%QlFuGsQKY2nSE5IXPk2c/9lRuTpqX6hpBHi0KJ+XI98=.sha256

@aljoscha6 years ago %QlFuGsQKY2nSE5IXPk2c/9lRuTpqX6hpBHi0KJ+XI98=.sha256

...continued from previous post

VarU64

The VarU64 encoding for unsigned 64 bit integer works as follows:

first byte	value
0b0000_0000 - 0b1111_0111	The numeric value of the byte
0b1111_1000	The byte is followed by an 8 bit unsigned big-endian integer
0b1111_1001	The byte is followed by a 16 bit unsigned big-endian integer
0b1111_1010	The byte is followed by a 24 bit unsigned big-endian integer
0b1111_1011	The byte is followed by a 32 bit unsigned big-endian integer
0b1111_1100	The byte is followed by a 40 bit unsigned big-endian integer
0b1111_1101	The byte is followed by a 48 bit unsigned big-endian integer
0b1111_1110	The byte is followed by a 56 bit unsigned big-endian integer
0b1111_1111	The byte is followed by a 64 bit unsigned big-endian integer

Each integer may only be encoded using the smallest possible number of bytes. When decoding, violations of that constraints must be reported as errors.

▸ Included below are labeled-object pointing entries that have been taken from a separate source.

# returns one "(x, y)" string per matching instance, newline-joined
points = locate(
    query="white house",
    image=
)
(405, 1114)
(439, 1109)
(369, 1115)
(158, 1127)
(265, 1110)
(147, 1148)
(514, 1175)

This format (compared to the current ipfs varuint):

restricts the domain to 64 bit unsigned integers
indicates the length of the value in the first byte
admits exactly one valid encoding per number
can be parsed very efficiently
optimizes for small values (can store 248 different values in a single byte, compared to 128 for the ipfs varuint)
pays for these advantages by leaving quite a few byte strings unused (the encodings that do not use the smallest possible number of bytes)
- if it ever becomes absolutely necessary to extend this format to handle integers of larger (or even arbitrary) size, these unused values can enable such an extension

I'll revisit the #yamf formats as necessary once I'll need them in the rust ssb implementation.